The walk-and-turn test is when a driver walks in a straight line with their feet heel to toe. The individual then makes a turn and walks heel to toe in a straight line back to the starting point. In this test, the officer is looking to see whether the person has difficulty balancing or turns incorrectly.

One-Leg Stand Test

The one-leg stand test requires the driver to stand with one leg about six inches off the ground for 30 seconds.

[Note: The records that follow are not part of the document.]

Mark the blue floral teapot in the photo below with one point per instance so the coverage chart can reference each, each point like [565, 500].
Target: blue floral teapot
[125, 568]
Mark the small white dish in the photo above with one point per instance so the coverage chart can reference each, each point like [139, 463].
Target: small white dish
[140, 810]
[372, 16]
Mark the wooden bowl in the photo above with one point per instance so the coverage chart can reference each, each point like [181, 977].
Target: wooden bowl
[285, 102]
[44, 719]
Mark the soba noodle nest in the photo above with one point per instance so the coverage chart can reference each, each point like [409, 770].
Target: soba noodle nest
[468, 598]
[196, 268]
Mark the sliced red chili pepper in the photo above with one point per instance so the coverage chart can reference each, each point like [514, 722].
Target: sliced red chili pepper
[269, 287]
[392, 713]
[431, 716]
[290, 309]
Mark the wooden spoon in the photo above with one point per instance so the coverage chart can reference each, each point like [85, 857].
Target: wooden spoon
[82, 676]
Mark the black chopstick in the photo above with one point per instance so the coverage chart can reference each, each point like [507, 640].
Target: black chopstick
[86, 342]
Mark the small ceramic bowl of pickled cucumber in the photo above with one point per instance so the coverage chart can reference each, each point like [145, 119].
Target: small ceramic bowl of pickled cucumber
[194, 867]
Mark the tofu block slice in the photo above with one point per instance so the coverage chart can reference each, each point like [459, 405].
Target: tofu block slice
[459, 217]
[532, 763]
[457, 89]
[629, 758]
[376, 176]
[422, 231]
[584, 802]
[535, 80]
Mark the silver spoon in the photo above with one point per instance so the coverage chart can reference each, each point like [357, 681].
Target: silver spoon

The police officer observes the person for indicators of impairment such as swaying, hopping, and using the arms to maintain balance.

Administering Field Sobriety Tests in Omaha

The tests are administered following certain guidelines developed by the National Highway Traffic Safety Administration (NHTSA) that must be followed during the administration of the Omaha field sobriety tests. Regardless of who gives the test, the instructions and scoring are the same. Most of the officers in the Omaha area are consistent in how they administer the field sobriety tests at DUI stops.

Refusing to Perform a Field Sobriety Test

A person could refuse to do a field sobriety test and there is no additional charge for doing so. A person may refuse for any reason without an additional charge. For instance, he or she could refuse for medical reasons. However, if the individual is convicted, his or her refusal to do the field sobriety test could affect the sentence given by a judge.

Challenging a Field Sobriety Test at Trial

At a DUI trial, if the individual can show that he or she did not fail the tests, an argument could be made that he or she was not impaired. These field sobriety tests are not an exact science when it comes to determining impairment. For instance, someone could argue that a medical condition was the reason he or she was unable to pass the tests.